In her speech, Wilson talked about how a group of humanitarians, including comedian Bob Hope, helped rescue her and several others from the facility. Previously, Wilson said, she had been handcuffed after being purchased.
"I was handcuffed to a crib because I was actually pre-purchased, just like you do when you want your puppies," she said. "I had certain criteria. My problem was I ran away and I had dog bites. I was brought back, but my owner got some money back because I was damaged goods. It is not a human thing; it was just property that got damaged."
Wilson said children raised in such a facility would eventually be sent to the buyer, who would receive three generations -- the child, their offspring and their grandchildren. She said many women, such as her own biological mother, were treated as "incubators," where their primary job was to give birth before being sold into slavery or human care.

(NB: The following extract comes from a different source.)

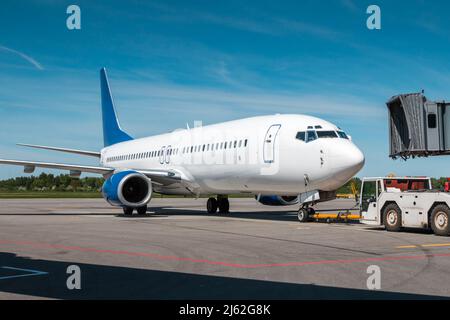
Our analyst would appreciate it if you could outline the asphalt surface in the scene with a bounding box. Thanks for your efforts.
[0,199,450,299]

After being rescued, Wilson said she ended up in British Columbia before being moved to southern Missouri, where she was shuffled around. After graduating from school in Springfield, she started a military career because she wanted to give thanks. She said she continues to give back in the community by volunteering at the Fraternal Order of Eagles in Jefferson City, providing assistance to a 93-year-old woman and being a surrogate grandmother to children at a school.
"I feel very, very fortunate in this country," Wilson said. "We just need to thank the people that fought to keep our land going."
Much like the women in the Taiwan program, Wilson said she also relied on her faith to carry her through rough times.
"My husband was a preacher from previous times, so I always seemed to have God close to me," she said. "... I feel like I don't know you all, but I know you're family. You know why? Because God made us all, and he doesn't make a mistake. I'm not a mistake. It's just a human person that did not understand what God made you for. It wasn't for money, it wasn't for the power, the government. It's to give Him glory."
St. Paul's Evangelical Church also asked for offerings for Mobility Worldwide, a Columbia nonprofit that brings "the gift of mobility and dignity to those in developing countries who are unable to walk" by distributing low-cost mobility carts. The offerings were to be donated to the nonprofit in memory of Paul and Shirley Baer, who were long-time supporters of the project. A moment of silence was also held for community members who have died in the past year, including Paul and Shirley Baer.
Following the same program, the United Church of Christ's event was similar but lacked a guest speaker. Instead, participants received a "taste of Taiwan" with a special lunch prepared by volunteers.
The menu consisted of Char Siu bahn mi, a type of Chinese pork barbecue sandwich; rice pudding; birds nest, a modified dessert using chow mein noodles, chocolate and candy eggs; and Rice Krispies treats (an Americanized version of puffed rice treats). Fruit and drinks, including boba tea, were also served.
Clarice Nelson, a volunteer who presented the menu, said a lot went into bringing a taste of Taiwan to the event.
"We've farmed this out to so many different people I'm not sure (how long it took to prepare)," she said. "Probably, to prepare (the menu), you can work on it off and on for a whole week because you pickle vegetables, you barbecue pork, you slice and chop, you make sauces, but it's just fun. It's not work."
Nelson said she used a combination of personal experience, cookbooks and the internet for creating the menu. She said her husband was formerly stationed in Okinawa, Japan, in the Air Force, which served as a basis for her ideas.
The World Day of Prayer is held every first Friday of March. Palestine will be the host county in 2024, with the theme being "I beg you ... bear with one another in love," from Ephesians 4:1-7.